Observation : No change in average humidity. Increase in average apparent temperature can be seen in the year 2009 then again it dropped in 2010 then there was a slight increase in 2011 then a significant drop is observed in 2015 and again it increased in 2016 .

It is quite evident that there is a sharp rise in temp past 2010 whereas there is a fall over 2014 .
But let’s look at some more graphical visualization so get a better belief.

In [None]:
sns.lmplot(x='Apparent Temperature (C)',y='Humidity',data=df_monthly_mean)
plt.show()

 Lm plot or reg plot is a statistical method for predictive analysis. Apparent temperature V/s Humidity

In [None]:
corr = df_monthly_mean.corr()
sns.heatmap(corr)

A Heatmap is a two-dimensional graphical representation of data where the individual values that are contained in a matrix are represented as colors.

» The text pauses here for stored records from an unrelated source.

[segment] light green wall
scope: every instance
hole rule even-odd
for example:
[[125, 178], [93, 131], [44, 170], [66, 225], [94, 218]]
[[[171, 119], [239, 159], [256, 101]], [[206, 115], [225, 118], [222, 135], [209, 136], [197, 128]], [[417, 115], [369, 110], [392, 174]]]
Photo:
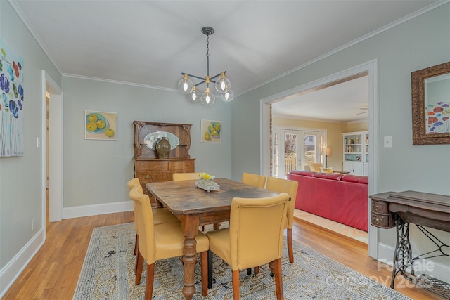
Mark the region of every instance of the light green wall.
[[[175, 82], [175, 81], [174, 81]], [[129, 200], [134, 176], [133, 121], [192, 124], [195, 170], [231, 177], [231, 107], [192, 103], [178, 91], [64, 77], [64, 207]], [[84, 139], [84, 110], [117, 113], [117, 141]], [[220, 143], [200, 143], [201, 119], [222, 122]]]
[[41, 70], [59, 84], [61, 79], [6, 1], [0, 1], [0, 37], [24, 62], [23, 156], [0, 157], [1, 270], [42, 228], [42, 148], [37, 148], [37, 138], [42, 138]]
[[[411, 72], [450, 61], [449, 15], [450, 4], [446, 2], [238, 97], [233, 103], [233, 179], [245, 169], [261, 171], [259, 141], [246, 143], [245, 137], [269, 134], [260, 131], [262, 99], [376, 59], [378, 136], [371, 138], [378, 142], [378, 157], [373, 157], [378, 170], [377, 193], [412, 190], [450, 195], [450, 145], [413, 145], [411, 106]], [[244, 128], [245, 136], [236, 134]], [[382, 147], [386, 136], [392, 137], [392, 148]], [[450, 238], [448, 233], [432, 231], [442, 240]], [[395, 244], [393, 230], [378, 233], [381, 244]], [[411, 230], [413, 247], [425, 253], [431, 243], [419, 235]], [[415, 240], [419, 243], [415, 244]], [[392, 256], [387, 259], [392, 261]], [[450, 266], [448, 258], [435, 261], [446, 268]], [[450, 275], [445, 277], [444, 281], [449, 282]]]

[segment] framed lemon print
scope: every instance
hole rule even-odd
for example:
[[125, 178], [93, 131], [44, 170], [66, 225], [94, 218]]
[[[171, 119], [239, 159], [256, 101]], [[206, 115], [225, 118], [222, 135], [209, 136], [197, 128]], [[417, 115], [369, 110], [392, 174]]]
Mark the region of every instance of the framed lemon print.
[[85, 110], [84, 138], [86, 140], [117, 140], [117, 112]]
[[221, 121], [202, 120], [200, 141], [203, 143], [221, 143], [222, 122]]

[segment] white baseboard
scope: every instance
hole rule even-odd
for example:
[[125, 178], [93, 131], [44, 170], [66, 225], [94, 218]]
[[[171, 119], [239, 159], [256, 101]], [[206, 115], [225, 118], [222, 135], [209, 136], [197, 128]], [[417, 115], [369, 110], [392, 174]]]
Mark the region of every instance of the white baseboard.
[[133, 202], [131, 200], [102, 204], [64, 207], [63, 209], [63, 219], [114, 214], [116, 212], [130, 211], [133, 209]]
[[[383, 243], [378, 243], [378, 257], [377, 260], [385, 263], [387, 263], [389, 266], [392, 266], [393, 265], [394, 251], [395, 247]], [[413, 253], [412, 255], [413, 257], [416, 257], [418, 254]], [[425, 271], [416, 270], [416, 275], [418, 276], [420, 274], [425, 273], [430, 276], [434, 277], [435, 278], [437, 278], [439, 280], [444, 281], [444, 282], [450, 282], [450, 275], [449, 275], [450, 274], [450, 266], [436, 262], [436, 261], [432, 259], [426, 259], [426, 261], [425, 260], [419, 260], [416, 263], [419, 264], [419, 266], [418, 266], [420, 267], [419, 269], [426, 269], [427, 268], [430, 268], [430, 270], [424, 270]]]
[[8, 292], [44, 242], [44, 229], [41, 228], [13, 259], [0, 270], [0, 299]]

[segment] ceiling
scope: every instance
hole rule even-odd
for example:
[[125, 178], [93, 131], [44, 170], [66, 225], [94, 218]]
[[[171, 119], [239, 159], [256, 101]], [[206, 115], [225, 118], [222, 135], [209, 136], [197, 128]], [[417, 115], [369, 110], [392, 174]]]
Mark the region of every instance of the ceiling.
[[[181, 72], [206, 75], [201, 28], [210, 26], [210, 74], [227, 71], [237, 96], [437, 5], [436, 0], [9, 2], [61, 74], [169, 90], [176, 89]], [[327, 89], [315, 92], [328, 99], [321, 107], [335, 109], [326, 117], [332, 119], [340, 107], [360, 112], [367, 106], [367, 98], [359, 97], [366, 97], [367, 87], [352, 84], [350, 96], [335, 90], [344, 85], [330, 88], [333, 98], [323, 96]], [[321, 110], [324, 117], [320, 105], [284, 104], [276, 113], [299, 111], [300, 117], [314, 119]]]

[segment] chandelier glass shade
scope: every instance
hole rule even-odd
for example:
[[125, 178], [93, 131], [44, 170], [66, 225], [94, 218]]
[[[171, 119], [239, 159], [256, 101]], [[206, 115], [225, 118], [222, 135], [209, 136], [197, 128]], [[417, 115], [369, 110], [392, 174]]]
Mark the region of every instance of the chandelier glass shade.
[[[181, 73], [183, 77], [178, 83], [178, 89], [183, 93], [188, 95], [188, 100], [194, 103], [201, 102], [205, 106], [212, 106], [215, 103], [216, 96], [210, 89], [210, 84], [213, 83], [216, 91], [220, 93], [220, 98], [224, 102], [230, 102], [234, 98], [234, 93], [231, 91], [231, 84], [226, 78], [226, 71], [221, 72], [217, 75], [210, 77], [210, 35], [214, 33], [214, 29], [210, 27], [202, 28], [202, 33], [206, 35], [206, 76], [201, 77], [188, 73]], [[189, 77], [200, 79], [200, 81], [194, 84]], [[205, 92], [200, 93], [197, 86], [205, 84]]]

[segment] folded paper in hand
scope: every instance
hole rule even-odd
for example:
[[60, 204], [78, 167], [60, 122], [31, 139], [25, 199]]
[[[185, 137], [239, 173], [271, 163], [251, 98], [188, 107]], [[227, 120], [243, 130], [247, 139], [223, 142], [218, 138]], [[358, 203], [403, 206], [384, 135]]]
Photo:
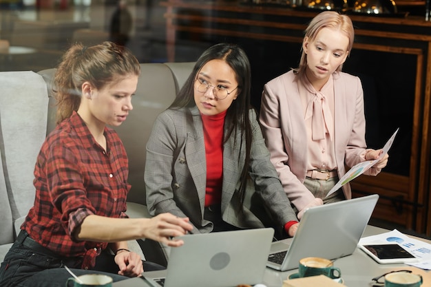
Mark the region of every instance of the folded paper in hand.
[[340, 187], [346, 184], [347, 182], [354, 180], [355, 178], [364, 173], [368, 169], [375, 164], [376, 162], [383, 158], [383, 157], [385, 156], [386, 153], [388, 153], [389, 149], [390, 149], [390, 147], [394, 142], [394, 139], [395, 138], [395, 136], [397, 136], [397, 133], [398, 132], [399, 129], [399, 128], [397, 129], [397, 130], [392, 135], [390, 138], [389, 138], [389, 140], [386, 142], [384, 147], [383, 147], [383, 152], [381, 153], [381, 154], [380, 154], [379, 158], [377, 158], [377, 160], [367, 160], [365, 162], [359, 162], [355, 166], [353, 167], [350, 169], [349, 169], [348, 172], [346, 173], [346, 174], [341, 178], [340, 178], [338, 182], [337, 182], [337, 184], [334, 185], [334, 187], [333, 187], [329, 191], [329, 192], [326, 195], [326, 198], [337, 191], [338, 189], [339, 189]]

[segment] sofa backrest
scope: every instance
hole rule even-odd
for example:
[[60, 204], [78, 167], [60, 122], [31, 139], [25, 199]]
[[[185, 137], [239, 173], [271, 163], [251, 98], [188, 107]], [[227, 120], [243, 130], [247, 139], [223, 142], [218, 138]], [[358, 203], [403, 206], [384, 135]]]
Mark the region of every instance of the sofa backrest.
[[0, 72], [0, 244], [34, 200], [34, 164], [46, 134], [47, 87], [32, 72]]
[[[147, 141], [156, 118], [172, 103], [193, 65], [194, 63], [140, 64], [141, 74], [132, 102], [134, 109], [126, 121], [116, 127], [129, 156], [129, 182], [132, 184], [129, 202], [145, 204], [144, 169]], [[39, 72], [48, 87], [47, 133], [55, 127], [55, 99], [52, 93], [54, 72], [55, 69]]]

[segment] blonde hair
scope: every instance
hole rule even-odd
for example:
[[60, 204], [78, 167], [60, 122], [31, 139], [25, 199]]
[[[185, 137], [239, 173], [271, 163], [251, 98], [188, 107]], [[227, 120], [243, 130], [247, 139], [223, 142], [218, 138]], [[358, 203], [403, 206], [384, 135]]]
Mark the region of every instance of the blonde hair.
[[88, 47], [74, 44], [63, 56], [54, 78], [56, 123], [78, 110], [84, 82], [100, 89], [123, 77], [140, 74], [138, 59], [123, 46], [108, 41]]
[[[349, 54], [353, 46], [353, 41], [355, 39], [355, 30], [353, 29], [353, 23], [352, 20], [347, 15], [341, 14], [335, 11], [324, 11], [318, 14], [315, 17], [308, 26], [305, 30], [305, 36], [309, 41], [313, 41], [320, 30], [324, 28], [333, 29], [339, 29], [339, 30], [348, 38], [349, 43], [347, 46], [347, 52]], [[299, 78], [302, 78], [305, 74], [305, 70], [307, 66], [307, 55], [301, 47], [302, 51], [301, 54], [301, 60], [299, 65], [297, 68], [294, 69], [295, 74]], [[336, 72], [341, 72], [343, 65], [340, 65]]]

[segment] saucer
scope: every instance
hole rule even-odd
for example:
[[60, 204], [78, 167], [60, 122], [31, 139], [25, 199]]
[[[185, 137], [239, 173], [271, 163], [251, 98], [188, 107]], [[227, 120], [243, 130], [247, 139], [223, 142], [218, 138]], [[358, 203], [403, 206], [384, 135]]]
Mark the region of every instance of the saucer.
[[[297, 278], [299, 278], [299, 273], [291, 274], [288, 277], [288, 279], [297, 279]], [[337, 283], [339, 283], [340, 284], [343, 284], [343, 285], [344, 284], [344, 280], [341, 277], [333, 279], [333, 280], [334, 280], [334, 281]]]

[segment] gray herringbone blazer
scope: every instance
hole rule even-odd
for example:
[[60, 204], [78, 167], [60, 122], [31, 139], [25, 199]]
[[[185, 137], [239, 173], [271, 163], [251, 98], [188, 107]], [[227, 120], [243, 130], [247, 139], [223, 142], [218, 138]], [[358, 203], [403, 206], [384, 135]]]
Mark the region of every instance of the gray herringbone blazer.
[[[253, 211], [263, 209], [262, 200], [256, 198], [262, 199], [266, 202], [264, 209], [273, 219], [271, 225], [281, 228], [285, 223], [297, 219], [270, 161], [255, 112], [251, 110], [250, 113], [253, 138], [249, 167], [251, 183], [241, 206], [238, 189], [245, 146], [240, 148], [238, 133], [224, 145], [222, 217], [238, 227], [262, 227], [262, 217]], [[237, 147], [233, 146], [234, 137]], [[149, 213], [187, 216], [195, 227], [193, 233], [211, 232], [212, 222], [203, 219], [207, 162], [202, 123], [196, 107], [167, 109], [158, 116], [147, 144], [146, 160], [145, 181]]]

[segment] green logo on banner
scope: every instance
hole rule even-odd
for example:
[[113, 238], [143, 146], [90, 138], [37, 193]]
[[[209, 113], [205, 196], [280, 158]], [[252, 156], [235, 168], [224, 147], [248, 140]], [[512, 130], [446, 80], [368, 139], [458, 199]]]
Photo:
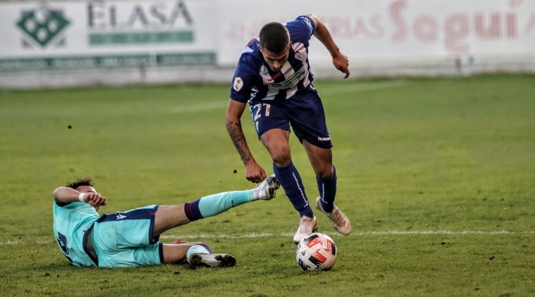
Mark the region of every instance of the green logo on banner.
[[44, 47], [69, 24], [61, 11], [41, 7], [33, 11], [23, 11], [17, 25]]

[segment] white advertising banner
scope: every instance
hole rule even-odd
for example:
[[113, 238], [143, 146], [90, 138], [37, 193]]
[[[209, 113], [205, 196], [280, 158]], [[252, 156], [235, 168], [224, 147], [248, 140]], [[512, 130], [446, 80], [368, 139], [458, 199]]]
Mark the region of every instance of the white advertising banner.
[[213, 64], [211, 0], [0, 3], [0, 70]]
[[[223, 65], [235, 65], [265, 23], [308, 13], [323, 21], [350, 61], [535, 57], [533, 0], [295, 0], [280, 9], [265, 2], [253, 9], [246, 0], [220, 4], [218, 58]], [[328, 52], [312, 39], [311, 63], [330, 63]]]

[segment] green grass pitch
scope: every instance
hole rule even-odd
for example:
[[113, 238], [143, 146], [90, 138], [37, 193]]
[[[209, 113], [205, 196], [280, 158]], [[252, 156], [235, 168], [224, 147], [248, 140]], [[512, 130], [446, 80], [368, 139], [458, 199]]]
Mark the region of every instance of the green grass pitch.
[[[78, 177], [95, 179], [108, 213], [253, 187], [225, 128], [228, 86], [0, 90], [0, 294], [535, 294], [535, 76], [316, 86], [353, 234], [317, 211], [339, 254], [313, 273], [296, 263], [299, 217], [282, 191], [162, 238], [206, 242], [235, 255], [233, 268], [79, 268], [54, 240], [52, 191]], [[242, 123], [271, 173], [247, 110]], [[314, 173], [291, 142], [314, 201]]]

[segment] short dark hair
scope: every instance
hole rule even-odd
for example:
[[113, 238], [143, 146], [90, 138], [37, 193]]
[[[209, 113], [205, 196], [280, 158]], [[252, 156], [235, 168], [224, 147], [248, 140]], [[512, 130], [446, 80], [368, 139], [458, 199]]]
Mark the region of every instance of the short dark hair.
[[272, 52], [279, 54], [288, 47], [290, 37], [288, 29], [276, 21], [268, 22], [260, 30], [260, 46]]
[[79, 178], [76, 180], [76, 181], [73, 182], [67, 182], [67, 185], [65, 186], [76, 189], [77, 188], [80, 186], [89, 186], [90, 187], [93, 187], [93, 180], [91, 178]]

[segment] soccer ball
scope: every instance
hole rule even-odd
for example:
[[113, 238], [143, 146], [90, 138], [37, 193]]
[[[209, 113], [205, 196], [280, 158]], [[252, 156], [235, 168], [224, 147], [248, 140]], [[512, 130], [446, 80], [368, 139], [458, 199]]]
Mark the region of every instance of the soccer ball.
[[295, 258], [303, 270], [328, 270], [336, 262], [334, 241], [323, 233], [307, 235], [297, 244]]

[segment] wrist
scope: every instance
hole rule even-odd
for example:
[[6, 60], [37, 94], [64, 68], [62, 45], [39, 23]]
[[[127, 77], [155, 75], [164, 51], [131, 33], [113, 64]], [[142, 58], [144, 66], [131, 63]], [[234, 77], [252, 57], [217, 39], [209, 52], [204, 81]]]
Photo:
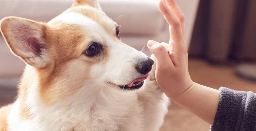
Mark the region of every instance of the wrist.
[[184, 107], [182, 103], [184, 103], [184, 101], [186, 100], [186, 98], [191, 95], [193, 92], [196, 90], [197, 84], [198, 84], [192, 82], [191, 85], [185, 91], [174, 97], [170, 98], [170, 99], [179, 106]]

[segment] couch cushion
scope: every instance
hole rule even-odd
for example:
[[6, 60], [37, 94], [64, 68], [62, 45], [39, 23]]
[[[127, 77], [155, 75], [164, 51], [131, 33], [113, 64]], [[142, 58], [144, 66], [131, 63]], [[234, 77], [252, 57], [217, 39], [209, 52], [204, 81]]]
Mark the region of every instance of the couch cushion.
[[[1, 0], [0, 19], [15, 16], [47, 22], [69, 8], [73, 0]], [[154, 35], [164, 19], [156, 0], [99, 0], [103, 10], [122, 27], [122, 35]], [[149, 28], [150, 27], [150, 28]]]

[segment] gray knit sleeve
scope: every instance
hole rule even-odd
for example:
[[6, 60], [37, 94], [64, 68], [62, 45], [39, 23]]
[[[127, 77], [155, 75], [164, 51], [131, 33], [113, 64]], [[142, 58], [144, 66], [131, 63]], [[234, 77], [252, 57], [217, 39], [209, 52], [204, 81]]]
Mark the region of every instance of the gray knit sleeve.
[[256, 131], [256, 94], [221, 87], [212, 131]]

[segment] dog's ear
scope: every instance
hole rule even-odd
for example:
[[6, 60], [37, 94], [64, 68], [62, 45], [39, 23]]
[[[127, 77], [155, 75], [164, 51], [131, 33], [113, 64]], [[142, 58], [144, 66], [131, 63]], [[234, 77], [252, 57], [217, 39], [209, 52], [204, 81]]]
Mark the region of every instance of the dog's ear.
[[88, 5], [101, 10], [97, 0], [74, 0], [72, 7]]
[[49, 62], [45, 34], [47, 25], [16, 17], [0, 21], [1, 32], [12, 52], [27, 63], [37, 68]]

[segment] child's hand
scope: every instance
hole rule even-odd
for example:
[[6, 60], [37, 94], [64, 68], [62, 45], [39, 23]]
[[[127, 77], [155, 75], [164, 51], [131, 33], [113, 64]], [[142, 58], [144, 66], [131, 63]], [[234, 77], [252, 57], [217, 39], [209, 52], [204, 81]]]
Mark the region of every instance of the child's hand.
[[156, 79], [158, 85], [175, 101], [193, 84], [188, 69], [185, 19], [174, 0], [160, 0], [158, 6], [170, 26], [169, 52], [163, 45], [154, 41], [149, 41], [148, 46], [156, 58]]

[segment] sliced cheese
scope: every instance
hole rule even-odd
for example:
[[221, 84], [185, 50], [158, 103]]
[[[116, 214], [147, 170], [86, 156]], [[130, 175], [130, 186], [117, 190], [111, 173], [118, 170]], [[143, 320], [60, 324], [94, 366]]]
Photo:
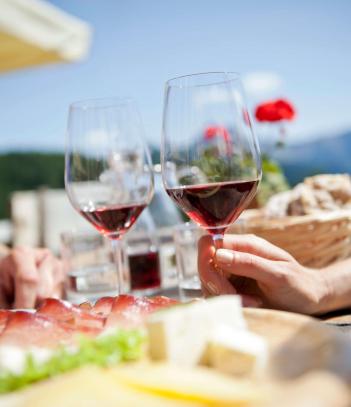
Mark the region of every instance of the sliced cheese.
[[219, 325], [209, 340], [206, 358], [221, 372], [256, 376], [267, 364], [268, 349], [266, 341], [252, 332]]
[[119, 366], [118, 382], [132, 389], [202, 406], [256, 406], [266, 398], [256, 383], [234, 379], [206, 367], [184, 369], [164, 363]]
[[246, 328], [239, 297], [215, 297], [157, 312], [147, 321], [150, 356], [193, 366], [203, 359], [218, 324]]

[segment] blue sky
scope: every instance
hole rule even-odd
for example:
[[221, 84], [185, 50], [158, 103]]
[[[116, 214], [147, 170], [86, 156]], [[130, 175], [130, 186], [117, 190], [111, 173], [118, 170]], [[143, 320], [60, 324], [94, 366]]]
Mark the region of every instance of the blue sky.
[[349, 0], [51, 3], [92, 25], [91, 52], [81, 63], [0, 76], [2, 150], [63, 149], [69, 103], [113, 95], [138, 101], [146, 137], [157, 144], [164, 82], [212, 70], [279, 78], [267, 97], [296, 105], [290, 139], [351, 129]]

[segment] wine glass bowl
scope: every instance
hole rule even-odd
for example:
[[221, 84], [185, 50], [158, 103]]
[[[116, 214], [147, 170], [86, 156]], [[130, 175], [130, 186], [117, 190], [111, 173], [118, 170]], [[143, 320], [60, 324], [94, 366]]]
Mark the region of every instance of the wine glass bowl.
[[[73, 207], [117, 242], [151, 201], [153, 170], [132, 99], [96, 99], [69, 109], [65, 187]], [[121, 253], [117, 253], [119, 268]], [[120, 276], [122, 278], [122, 276]]]
[[237, 74], [194, 74], [166, 83], [161, 165], [168, 195], [215, 240], [223, 238], [261, 178]]

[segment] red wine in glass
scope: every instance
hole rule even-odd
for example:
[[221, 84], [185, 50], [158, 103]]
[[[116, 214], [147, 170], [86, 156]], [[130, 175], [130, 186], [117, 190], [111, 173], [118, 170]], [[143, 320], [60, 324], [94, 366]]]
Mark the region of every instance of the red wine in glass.
[[133, 226], [145, 207], [146, 204], [116, 205], [93, 210], [80, 210], [80, 213], [99, 232], [108, 235], [111, 239], [118, 239]]
[[222, 235], [247, 207], [259, 180], [228, 181], [167, 188], [167, 194], [197, 224]]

Now let’s plot a dist plot using Seaborn library. A dist plot lets you see a histogram with a line over it.

In [None]:
sns.distplot(df.Humidity,color='red')

Summarising Humidity vs Temperature with the help of relplot() method

In [None]:
sns.relplot(data=df,x="Apparent Temperature (C)",y="Humidity",color="purple",hue="Summary")

## Conclusion

Global warming is no doubt deteriorating the climate and is affecting various parameters of the environment.Hence from this analysis we infer that there are either sharp rise in temperatures or sharp falls over the 10 yrs. Hence we can conclude that Global Warming has caused a major difference and unreliability in temperature predictability also taking humidity into consideration we can say that it has almost remained same throughout the past years.